If we force firms to pay the living wage to all their employees, they will simply not hire so many staff, particularly at the lower end, and the resulting unemployed will end up getting more benefits from the state.
So why not instead ask the state to pay a minimum amount to all UK-resident UK-domiciled citizens – a universal benefit/citizen’s income set at the pensions credit of £140 a week say, and scrap all the complicated tax allowances etc instead of means-testing it?
It is always striking that high earners (such as bankers) claim they need tax cuts and massive bonuses to increase their productivity and help the economy. Strangely, when it comes to the less well-off, we are told by the Right that increasing their low rate of pay is unaffordable and will harm the economy!
I agree with the policy and with Sean’s sentiments, but also agree with Dan – there is no chance of the Tories introducing this or of Nick Clegg pressuring them to do so. If anything, their direction of travel (witness the talk about reducing labour rights and making it harder to organise strikes) is to make it harder for working people to seek better pay and conditions.
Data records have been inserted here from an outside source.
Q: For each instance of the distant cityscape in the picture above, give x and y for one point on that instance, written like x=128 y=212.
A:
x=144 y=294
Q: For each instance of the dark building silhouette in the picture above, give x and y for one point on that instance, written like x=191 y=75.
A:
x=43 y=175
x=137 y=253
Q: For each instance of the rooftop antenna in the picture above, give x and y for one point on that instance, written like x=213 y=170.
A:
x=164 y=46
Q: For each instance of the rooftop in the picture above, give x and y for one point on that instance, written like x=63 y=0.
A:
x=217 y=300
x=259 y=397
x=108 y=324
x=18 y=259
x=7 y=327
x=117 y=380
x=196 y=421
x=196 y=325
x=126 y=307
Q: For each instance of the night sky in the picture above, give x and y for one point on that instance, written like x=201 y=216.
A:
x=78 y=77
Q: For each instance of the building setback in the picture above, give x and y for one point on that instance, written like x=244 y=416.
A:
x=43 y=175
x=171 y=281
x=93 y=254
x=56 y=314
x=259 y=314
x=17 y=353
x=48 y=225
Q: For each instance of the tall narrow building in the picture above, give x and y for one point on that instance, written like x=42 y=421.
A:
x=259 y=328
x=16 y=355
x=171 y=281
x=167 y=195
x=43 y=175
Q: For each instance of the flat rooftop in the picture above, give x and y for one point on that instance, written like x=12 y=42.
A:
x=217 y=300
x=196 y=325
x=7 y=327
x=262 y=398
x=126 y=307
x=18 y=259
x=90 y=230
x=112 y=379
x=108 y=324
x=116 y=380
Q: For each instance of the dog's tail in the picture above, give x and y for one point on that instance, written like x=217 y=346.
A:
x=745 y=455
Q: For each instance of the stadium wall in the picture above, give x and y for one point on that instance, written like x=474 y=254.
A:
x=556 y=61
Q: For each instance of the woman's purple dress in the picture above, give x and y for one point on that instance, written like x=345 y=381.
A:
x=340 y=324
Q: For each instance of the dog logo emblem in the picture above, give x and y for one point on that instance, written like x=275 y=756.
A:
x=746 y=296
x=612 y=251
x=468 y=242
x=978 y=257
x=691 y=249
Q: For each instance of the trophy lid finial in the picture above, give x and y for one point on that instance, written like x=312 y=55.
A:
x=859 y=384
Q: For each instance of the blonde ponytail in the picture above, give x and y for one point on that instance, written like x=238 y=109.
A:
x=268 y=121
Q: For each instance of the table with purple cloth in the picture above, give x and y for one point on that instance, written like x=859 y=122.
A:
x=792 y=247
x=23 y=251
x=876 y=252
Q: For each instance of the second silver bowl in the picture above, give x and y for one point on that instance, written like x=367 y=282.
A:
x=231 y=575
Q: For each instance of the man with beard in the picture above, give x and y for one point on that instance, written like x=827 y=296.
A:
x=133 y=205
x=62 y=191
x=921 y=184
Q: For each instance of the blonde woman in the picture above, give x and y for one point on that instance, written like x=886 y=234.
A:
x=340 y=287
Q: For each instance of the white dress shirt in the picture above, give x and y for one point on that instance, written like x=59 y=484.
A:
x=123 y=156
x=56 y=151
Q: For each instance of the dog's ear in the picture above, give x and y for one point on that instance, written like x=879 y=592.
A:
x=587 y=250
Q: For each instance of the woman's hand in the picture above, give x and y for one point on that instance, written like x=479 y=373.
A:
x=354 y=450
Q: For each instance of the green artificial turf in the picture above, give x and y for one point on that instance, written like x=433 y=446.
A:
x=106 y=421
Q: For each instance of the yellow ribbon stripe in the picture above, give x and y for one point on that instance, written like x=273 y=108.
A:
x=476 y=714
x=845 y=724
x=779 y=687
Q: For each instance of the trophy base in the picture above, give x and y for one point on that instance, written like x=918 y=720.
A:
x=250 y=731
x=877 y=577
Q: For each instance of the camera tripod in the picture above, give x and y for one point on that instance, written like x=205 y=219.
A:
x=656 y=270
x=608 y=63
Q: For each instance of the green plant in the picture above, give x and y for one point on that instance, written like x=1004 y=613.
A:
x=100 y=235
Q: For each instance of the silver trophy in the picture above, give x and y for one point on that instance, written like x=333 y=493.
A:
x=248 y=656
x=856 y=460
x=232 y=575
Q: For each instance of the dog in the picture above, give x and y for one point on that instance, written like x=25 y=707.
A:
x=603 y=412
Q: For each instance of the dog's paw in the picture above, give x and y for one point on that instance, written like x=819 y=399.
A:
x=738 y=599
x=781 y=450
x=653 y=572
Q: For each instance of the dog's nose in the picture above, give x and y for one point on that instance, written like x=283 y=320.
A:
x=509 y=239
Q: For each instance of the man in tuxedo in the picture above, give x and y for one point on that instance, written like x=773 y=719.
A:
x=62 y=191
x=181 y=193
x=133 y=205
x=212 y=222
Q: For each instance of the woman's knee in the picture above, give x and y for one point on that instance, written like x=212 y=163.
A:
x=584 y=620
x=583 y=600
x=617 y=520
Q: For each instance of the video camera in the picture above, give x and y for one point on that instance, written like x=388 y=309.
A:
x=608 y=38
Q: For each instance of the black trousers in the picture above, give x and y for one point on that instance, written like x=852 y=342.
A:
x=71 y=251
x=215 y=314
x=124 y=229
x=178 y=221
Living wage is a nice idea, and in an ideal world everyone would be paid a living wage, but in the real world in would cause probably cause unemployment. There is another alternative, we can fund a real wage in the UK by exploiting workers in Africa and Asia. It is socialism and Liberals should have nothing to do with it because it does not work.
As much as it sounds like an awesome plan. It will just just push up unemployment. Especially at the moment when unemployment is already high we want to put as few barriers in place of creating jobs, even relatively low paid jobs, as possible. Not to mention the effect this would have on inflation.
This is an idea that deserves serious consideration.
While in theory (increasing) the minimum wage reduces employment the evidence that it does so in practice is a bit more equivocal (and, it has been argued, subject to publication bias). An alternative narrative is that placing a floor under wages stops firms maintaining competitiveness through increasing exploitation of workers, rather they have to look to make genuine efficiency gains through reorganisation and/or changing the input mix in favour of capital.
Is there any mileage in a regulatory argument along the lines that a living wage is preferable to taxing corporations more rigorously because even if they could achieve the same objective in principle the living wage is to be prefered in practice because avoidance is more difficult?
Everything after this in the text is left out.